If I'm guessing correctly, the support you wanted was for him to help you understand what happened and maybe recognise some of your embarrassment. ...you needed forgiveness /compassion I think?

That's what a good partner should do...we all fall apart at times, but a loving partner is the one who needs to pick us up at those moments. Hope you're OK OP.

BackInTheRoom · 25/10/2018 00:07

He probably doesn't agree with what you said so didn't feel compelled to support you. I think maybe your rant is out of frustration about your life because it sounds like you may benefit from doing things that make you happy. Only you can make you happy I'm afraid.

LemonTT · 25/10/2018 00:50

@hatemylife

Do you recognise any of the contradictions in your post? For example, you imply a degree of resentment at being on your own at the weekend but then say you want to be on your own. Same with wanting him to talk through the argument and his reaction but at the same time putting up the barrier of not speaking to him. Apologising for your behaviour but expecting him to defend it.

I think the average person would be scared of you and for you right now. By that I mean, scared that anything they say could provoke anger or hurt in you. The most emotionally intelligent person would struggle to know what you want, because it doesn’t add up.

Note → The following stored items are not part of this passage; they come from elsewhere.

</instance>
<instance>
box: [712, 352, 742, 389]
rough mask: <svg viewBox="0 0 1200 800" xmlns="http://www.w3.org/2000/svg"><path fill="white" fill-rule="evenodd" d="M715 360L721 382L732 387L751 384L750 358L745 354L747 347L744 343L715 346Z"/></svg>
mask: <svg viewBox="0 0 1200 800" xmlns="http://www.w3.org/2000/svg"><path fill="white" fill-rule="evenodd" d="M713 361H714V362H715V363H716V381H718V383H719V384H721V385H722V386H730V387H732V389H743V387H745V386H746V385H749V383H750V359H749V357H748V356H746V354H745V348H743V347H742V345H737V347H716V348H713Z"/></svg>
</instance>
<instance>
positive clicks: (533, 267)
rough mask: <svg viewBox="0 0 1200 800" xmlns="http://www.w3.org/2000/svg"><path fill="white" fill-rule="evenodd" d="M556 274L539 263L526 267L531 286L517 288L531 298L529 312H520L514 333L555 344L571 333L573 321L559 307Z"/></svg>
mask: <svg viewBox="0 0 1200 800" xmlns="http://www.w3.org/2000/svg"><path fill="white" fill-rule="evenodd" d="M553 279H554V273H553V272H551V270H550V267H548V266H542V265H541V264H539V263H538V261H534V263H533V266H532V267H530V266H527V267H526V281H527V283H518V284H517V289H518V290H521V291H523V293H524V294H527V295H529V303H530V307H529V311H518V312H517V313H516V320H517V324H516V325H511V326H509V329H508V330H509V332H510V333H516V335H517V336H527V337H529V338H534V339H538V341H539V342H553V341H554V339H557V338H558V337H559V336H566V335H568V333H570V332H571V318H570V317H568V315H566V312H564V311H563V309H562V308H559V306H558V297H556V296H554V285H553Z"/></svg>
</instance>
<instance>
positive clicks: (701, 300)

Is this you normally or is this a new development? I think you sound as though you are struggling with your temper and control. If this is recent you may be suffering from stress or some hormonal imbalance. I just think you may be not coping with something fundamental in your life and not just your husband.

Do you want to be this this way? Leaving your husband is probably easier to consider than confronting the reason you are losing control. But separation and divorce will be no picnic if you are stressed already. The risk that you would alienate your family will be great.

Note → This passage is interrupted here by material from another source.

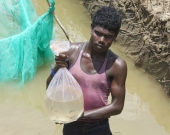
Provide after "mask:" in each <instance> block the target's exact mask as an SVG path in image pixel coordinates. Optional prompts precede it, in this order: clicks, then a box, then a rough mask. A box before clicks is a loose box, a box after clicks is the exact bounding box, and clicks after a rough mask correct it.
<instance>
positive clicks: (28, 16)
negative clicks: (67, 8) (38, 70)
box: [0, 0, 55, 83]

I think at this point you want comfort from a loved one, maybe your husband. However you have thrown up barriers that might be making it impossible for him to offer it.

Stress, anger, frustration and resentment seem to driving you actions and reactions at the moment. This is not a good thing. It means any decision you make will be poor. You need to address them before you make a major decision like leaving your husband.

It could be that you need medical support. Maybe see your GP.

MissConductUS · 25/10/2018 01:42

Here's help. Stop taking out your anger about the mess you've caused on your husband and own it. You've alienated a woman who is about to join your family, so see what you can do to make amends to her. You've embarrassed your son and your husband, so apologize to them too now. Hope that your new DIL finds a way to forgive you or you'll have very little role in their lives. Don't make your son choose between supporting your or his wife.

If you feel like leaving your husband give it a go. Just don't be surprised if he's just fine with it.

Hope this helps.

AlaskaSometimes · 25/10/2018 03:41

OP this really isn't a safe place to post unless the general consensus agree with you. If they don't it is a pile on and flood of nastiness. I advise you to find a better community or reward and try again with a different OP. If you explain the situation including what the argument was about and give your side it might be different. people make assumptions and react without considering that not every post has the ability to articulate themselves well. Or consider they are alienated, lonely and possibly in a really awful place.

Maybe you could seek some personal counselling to get a better idea of what you want.

AlaskaSometimes · 25/10/2018 03:41

*reword and try again with a different username I mean.